The cells below will download a puppy dog image to use as our content and Van Goghs famous Starry Night painting to style with.


In [None]:
img_dir = 'images'
if not os.path.exists(img_dir): os.makedirs(img_dir)

!wget -q -O ./images/dog.jpg https://cdn.pixabay.com/photo/2020/06/30/22/34/dog-5357794__340.jpg
!wget -q -O ./images/night.jpg https://upload.wikimedia.org/wikipedia/commons/thumb/e/ea/Van_Gogh_-_Starry_Night_-_Google_Art_Project.jpg/1024px-Van_Gogh_-_Starry_Night_-_Google_Art_Project.jpg

content_path = f'{img_dir}/dog.jpg'
style_path = f'{img_dir}/night.jpg'

In [None]:
content_img = load_img(content_path); style_img = load_img(style_path)
display_imgs([content_img, style_img], ["content img", "style img"])

# Creating the Model

Below is an image displaying the architecture of the VGG-19 model we are using for feature extraction. We will need to select certain layers to output from that will be used to compute the losses for the image. Thus we will drop the fully-connected layers at the end for our purposes.

![vgg](images/vgg.png)


Due to the nature of convolutional networks, it makes sense to choose a layer deeper in the network for the content as they are able to learn more complex high level features. The style layers have been chosen as the first layer in each convolutional block through experimentation.

In [None]:
content_layers = ['block5_conv2']
style_layers = ['block1_conv1', 'block2_conv1', 'block3_conv1', 'block4_conv1','block5_conv1']

combined_layers = style_layers + content_layers
num_style_layers = len(style_layers); num_content_layers = len(content_layers)

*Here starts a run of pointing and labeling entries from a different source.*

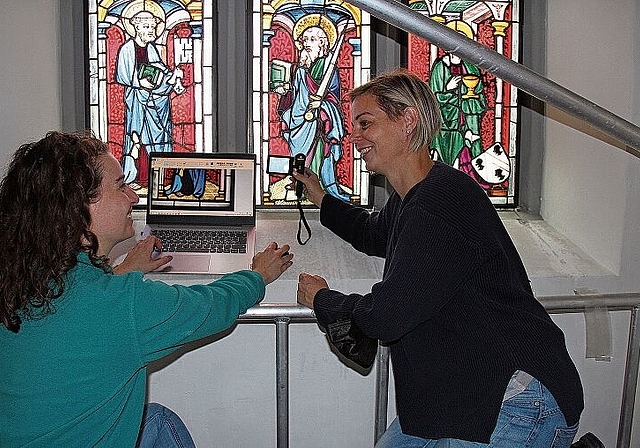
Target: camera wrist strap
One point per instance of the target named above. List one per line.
(301, 221)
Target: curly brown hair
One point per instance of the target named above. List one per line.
(45, 218)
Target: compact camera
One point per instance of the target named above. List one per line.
(285, 165)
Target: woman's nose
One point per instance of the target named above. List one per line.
(133, 196)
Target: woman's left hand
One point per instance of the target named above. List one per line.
(142, 257)
(308, 287)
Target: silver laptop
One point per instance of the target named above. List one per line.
(202, 207)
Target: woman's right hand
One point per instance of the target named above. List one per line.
(312, 188)
(272, 262)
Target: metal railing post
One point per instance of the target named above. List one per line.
(382, 392)
(282, 381)
(630, 382)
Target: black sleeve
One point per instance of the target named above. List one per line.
(430, 262)
(366, 231)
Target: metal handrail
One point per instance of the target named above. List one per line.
(282, 314)
(403, 17)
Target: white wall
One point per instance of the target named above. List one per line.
(29, 72)
(225, 390)
(585, 188)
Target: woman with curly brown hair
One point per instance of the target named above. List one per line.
(78, 334)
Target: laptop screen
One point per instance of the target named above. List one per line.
(198, 188)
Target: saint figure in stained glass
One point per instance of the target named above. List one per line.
(310, 104)
(459, 89)
(148, 83)
(151, 81)
(307, 56)
(479, 110)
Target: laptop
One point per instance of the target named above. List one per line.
(202, 207)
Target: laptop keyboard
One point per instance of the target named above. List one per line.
(188, 240)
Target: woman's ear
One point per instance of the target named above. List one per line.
(410, 118)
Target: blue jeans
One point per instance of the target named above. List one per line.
(163, 428)
(531, 419)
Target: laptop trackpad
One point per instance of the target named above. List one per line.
(183, 263)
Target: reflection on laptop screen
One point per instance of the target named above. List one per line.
(200, 185)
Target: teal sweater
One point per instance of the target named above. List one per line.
(78, 377)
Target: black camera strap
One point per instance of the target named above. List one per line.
(301, 221)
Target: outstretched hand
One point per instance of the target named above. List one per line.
(272, 262)
(141, 257)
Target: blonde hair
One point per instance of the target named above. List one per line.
(398, 89)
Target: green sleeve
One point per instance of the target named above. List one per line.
(165, 317)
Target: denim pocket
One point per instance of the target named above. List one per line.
(563, 437)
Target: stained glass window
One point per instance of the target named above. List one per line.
(479, 111)
(306, 56)
(151, 78)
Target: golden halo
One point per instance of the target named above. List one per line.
(137, 6)
(461, 27)
(315, 20)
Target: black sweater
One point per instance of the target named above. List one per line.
(455, 306)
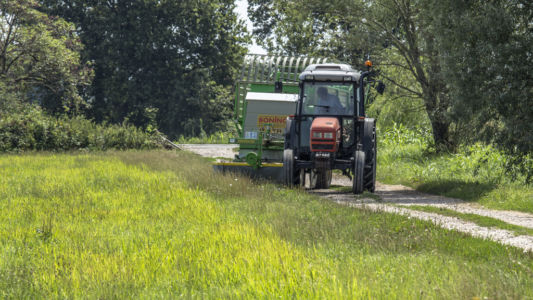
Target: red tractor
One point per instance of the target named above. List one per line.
(330, 129)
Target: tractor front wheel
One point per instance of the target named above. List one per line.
(358, 171)
(290, 176)
(323, 180)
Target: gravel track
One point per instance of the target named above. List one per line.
(394, 196)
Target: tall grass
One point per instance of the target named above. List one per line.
(477, 173)
(160, 225)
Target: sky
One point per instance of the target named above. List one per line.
(242, 5)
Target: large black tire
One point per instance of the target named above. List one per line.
(370, 146)
(323, 180)
(290, 175)
(358, 172)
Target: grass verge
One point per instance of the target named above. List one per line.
(161, 224)
(474, 174)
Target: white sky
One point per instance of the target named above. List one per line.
(242, 5)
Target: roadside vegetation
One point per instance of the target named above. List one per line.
(162, 224)
(474, 173)
(30, 129)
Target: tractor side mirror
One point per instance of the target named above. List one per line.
(380, 88)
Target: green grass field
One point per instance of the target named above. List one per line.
(475, 174)
(162, 224)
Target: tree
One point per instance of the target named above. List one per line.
(488, 59)
(398, 33)
(39, 58)
(170, 57)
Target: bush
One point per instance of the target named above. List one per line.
(31, 129)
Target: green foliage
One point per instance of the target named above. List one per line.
(469, 63)
(474, 173)
(488, 61)
(164, 225)
(39, 57)
(31, 129)
(178, 57)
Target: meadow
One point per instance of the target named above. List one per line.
(161, 224)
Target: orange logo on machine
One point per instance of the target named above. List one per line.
(276, 122)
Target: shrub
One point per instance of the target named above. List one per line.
(31, 129)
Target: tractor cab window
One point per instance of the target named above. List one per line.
(328, 98)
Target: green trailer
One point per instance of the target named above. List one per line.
(266, 93)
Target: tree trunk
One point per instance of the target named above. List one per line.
(437, 104)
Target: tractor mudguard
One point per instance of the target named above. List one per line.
(369, 135)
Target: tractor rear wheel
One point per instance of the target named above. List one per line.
(290, 176)
(358, 172)
(323, 180)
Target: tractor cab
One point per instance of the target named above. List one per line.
(329, 129)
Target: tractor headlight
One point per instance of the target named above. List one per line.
(317, 135)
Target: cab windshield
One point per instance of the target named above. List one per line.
(328, 98)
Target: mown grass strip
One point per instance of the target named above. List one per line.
(477, 219)
(161, 224)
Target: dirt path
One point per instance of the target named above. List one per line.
(397, 199)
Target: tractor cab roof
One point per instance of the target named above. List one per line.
(330, 72)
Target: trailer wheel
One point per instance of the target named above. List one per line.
(290, 176)
(358, 172)
(323, 180)
(309, 176)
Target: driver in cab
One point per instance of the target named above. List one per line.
(328, 104)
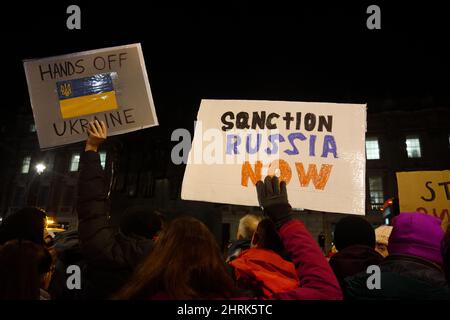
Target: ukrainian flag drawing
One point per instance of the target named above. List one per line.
(79, 97)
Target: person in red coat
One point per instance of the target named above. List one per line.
(317, 280)
(261, 269)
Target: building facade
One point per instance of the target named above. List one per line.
(395, 141)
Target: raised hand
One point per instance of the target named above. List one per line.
(97, 135)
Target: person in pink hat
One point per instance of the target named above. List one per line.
(414, 267)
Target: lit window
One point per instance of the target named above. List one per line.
(376, 192)
(26, 161)
(102, 158)
(413, 147)
(372, 149)
(74, 162)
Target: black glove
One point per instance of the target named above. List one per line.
(272, 197)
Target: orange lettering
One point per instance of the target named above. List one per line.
(319, 180)
(247, 172)
(285, 170)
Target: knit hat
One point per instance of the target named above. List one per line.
(382, 234)
(417, 234)
(353, 230)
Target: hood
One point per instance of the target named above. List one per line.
(266, 271)
(353, 260)
(417, 234)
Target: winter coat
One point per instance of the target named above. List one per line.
(353, 260)
(317, 280)
(402, 277)
(264, 271)
(110, 255)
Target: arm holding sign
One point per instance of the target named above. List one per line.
(317, 280)
(100, 241)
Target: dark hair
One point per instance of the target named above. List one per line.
(353, 230)
(186, 263)
(141, 221)
(22, 263)
(446, 254)
(267, 237)
(26, 224)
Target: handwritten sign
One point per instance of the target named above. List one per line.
(68, 91)
(425, 191)
(317, 148)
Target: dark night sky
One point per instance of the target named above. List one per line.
(321, 52)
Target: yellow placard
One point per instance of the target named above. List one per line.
(426, 192)
(90, 104)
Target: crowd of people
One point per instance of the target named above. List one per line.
(274, 255)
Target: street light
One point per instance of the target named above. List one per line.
(40, 168)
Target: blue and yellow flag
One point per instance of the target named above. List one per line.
(79, 97)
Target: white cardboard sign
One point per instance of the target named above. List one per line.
(317, 148)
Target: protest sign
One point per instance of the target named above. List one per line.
(68, 91)
(317, 148)
(426, 192)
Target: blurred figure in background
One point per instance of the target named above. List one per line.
(25, 224)
(261, 269)
(246, 229)
(354, 239)
(25, 271)
(382, 234)
(111, 254)
(186, 263)
(414, 267)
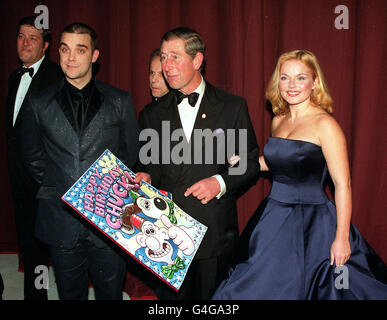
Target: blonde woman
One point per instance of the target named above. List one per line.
(300, 244)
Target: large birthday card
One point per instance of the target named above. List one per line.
(142, 220)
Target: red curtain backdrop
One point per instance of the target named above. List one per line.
(244, 39)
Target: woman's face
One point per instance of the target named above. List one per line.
(296, 82)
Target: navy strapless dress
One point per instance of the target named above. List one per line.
(285, 248)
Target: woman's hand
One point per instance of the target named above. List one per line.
(340, 251)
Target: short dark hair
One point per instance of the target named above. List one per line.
(193, 42)
(30, 21)
(82, 28)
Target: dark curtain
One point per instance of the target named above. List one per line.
(244, 39)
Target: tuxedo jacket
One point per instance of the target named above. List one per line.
(56, 156)
(218, 111)
(22, 185)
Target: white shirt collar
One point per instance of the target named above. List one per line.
(36, 65)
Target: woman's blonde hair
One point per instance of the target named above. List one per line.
(319, 97)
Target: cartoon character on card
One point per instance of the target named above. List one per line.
(156, 241)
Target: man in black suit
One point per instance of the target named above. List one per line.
(66, 128)
(206, 191)
(36, 73)
(156, 79)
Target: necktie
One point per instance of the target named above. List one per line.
(192, 98)
(25, 70)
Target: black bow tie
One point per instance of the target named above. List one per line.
(25, 70)
(192, 98)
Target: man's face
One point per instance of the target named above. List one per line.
(156, 79)
(30, 45)
(179, 68)
(76, 58)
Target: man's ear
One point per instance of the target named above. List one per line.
(198, 60)
(45, 46)
(95, 55)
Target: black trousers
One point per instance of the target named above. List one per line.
(201, 281)
(74, 267)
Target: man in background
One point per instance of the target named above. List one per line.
(206, 191)
(36, 73)
(65, 130)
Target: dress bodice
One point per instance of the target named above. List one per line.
(298, 169)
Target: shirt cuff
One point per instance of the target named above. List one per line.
(222, 185)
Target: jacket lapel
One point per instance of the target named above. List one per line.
(207, 118)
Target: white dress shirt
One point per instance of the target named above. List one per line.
(24, 85)
(188, 116)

Now we can define and instantiate our model using the weight-frozen VGG-19 model, but only output from the chosen content and style layers.

In [None]:
def vgg_model(layers):
  vgg19 = tf.keras.applications.VGG19(include_top=False, weights='imagenet')
  vgg19.trainable = False

  output_layers = [vgg19.get_layer(layer).output for layer in layers]
  model = tf.keras.Model(inputs=vgg19.input, outputs=output_layers)

  return model

vgg = vgg_model(combined_layers)

# Loss Functions and Features

Next we can define the loss functions associated with improving the generation of our mixed image. Here we can see the style loss is the reduce mean of the square of the element-wise subtraction between the features and targets, the content loss is the reduce sum instead.

In [None]:
def get_style_loss(features, targets):
  style_loss = tf.reduce_mean(tf.square(features - targets))

  return style_loss

def get_content_loss(feature, target):
  content_loss = tf.reduce_sum(tf.square(feature - target))

  return content_loss

The paper on neural style transfer suggests representing the style feature maps as gram matrices which can be done using `tf.linalg.einsum`.

In [None]:
def gram_matrix(input):
  matrix = tf.linalg.einsum('bijc,bijd->bcd', input, input)
  average_factor = tf.cast(tf.shape(input)[1] * tf.shape(input)[2], tf.float32)
  gram_matrix = matrix / average_factor

  return gram_matrix

The two functions below will return the content and gram matrix style  feature maps for an image that will be passed to our loss functions.

In [None]:
def style_img_features(image):
  preprocessed_image = preprocess_img(image)
  model_output = vgg(preprocessed_image)
  style_features = model_output[0:num_style_layers]
  gram_style_features = [gram_matrix(style_feature) for style_feature in style_features]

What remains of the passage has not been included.